To be clear, percentiles and quantiles are essentially the same thing. For example, the median value of a set of data is the 0.5 quantile, which is also the 50th percentile. In general, the pth quantile is the (100 p)th percentile.
The CIPCTLDF option on the PROC UNIVARIATE statement produces distribution-free confidence intervals for the 1st, 5th, 10th, 25th, 50th, 75th, 90th, 95th, and 99th percentiles as shown in the following example:
/* CI for standard percentiles: 1, 5, 10, 25, 50, 75, 90, 95, 99 */ ods select Quantiles; proc univariate data=Sashelp.Cars cipctldf; var MPG_City; run;
However, prior to the 12.1 releaase of the analytics procedures, there was not an easy way to obtain confidence intervals for arbitrary percentiles. (Recall that you can specify by nonstandard percentiles by using the PCTLPTS= option on the OUTPUT statement.)
I am happy to report that the OUTPUT statement in the UNIVARIATE procedure now supports the CIPCTLDF= option, which you can use as follows:
proc univariate data=sashelp.cars noprint; var MPG_City; output out=pctl pctlpts=2.5 20 80 97.5 pctlpre=p cipctldf=(lowerpre=LCL upperpre=UCL); /* 12.1 options (SAS 9.3m2) */ run; proc print noobs; run;
The CIPCTLDF= option computes distribution-free confidence intervals for the percentiles that are specified on the PCTLPTS= option.
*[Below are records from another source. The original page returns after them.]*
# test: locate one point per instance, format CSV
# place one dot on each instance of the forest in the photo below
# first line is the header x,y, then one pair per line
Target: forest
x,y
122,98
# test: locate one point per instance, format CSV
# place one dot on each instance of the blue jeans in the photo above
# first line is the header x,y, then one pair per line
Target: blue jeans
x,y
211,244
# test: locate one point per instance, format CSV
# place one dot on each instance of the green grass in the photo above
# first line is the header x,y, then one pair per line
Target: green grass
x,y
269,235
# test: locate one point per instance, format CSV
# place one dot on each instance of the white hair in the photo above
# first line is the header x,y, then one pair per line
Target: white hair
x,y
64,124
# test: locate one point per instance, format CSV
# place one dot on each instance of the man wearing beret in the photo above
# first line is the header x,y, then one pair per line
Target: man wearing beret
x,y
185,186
The LOWERPRE= option specifies the prefix to use for lower confidence limits; the UPPERPRE= option specifies the prefix to use for upper confidence limits.
If your data are normally distributed, you can use the CIPCTLNORMAL= option on the OUTPUT statement to compute confidence limits. However, if your data are not normally distributed, the CIPCTLNORMAL= option might produce inaccurate results. For example, on the MPG_City data, which is highly skewed, the confidence intervals for large percentiles (like the 99th percentile) do not contain the corresponding point estimate. For this reason, I prefer the distribution-free intervals for most analyses.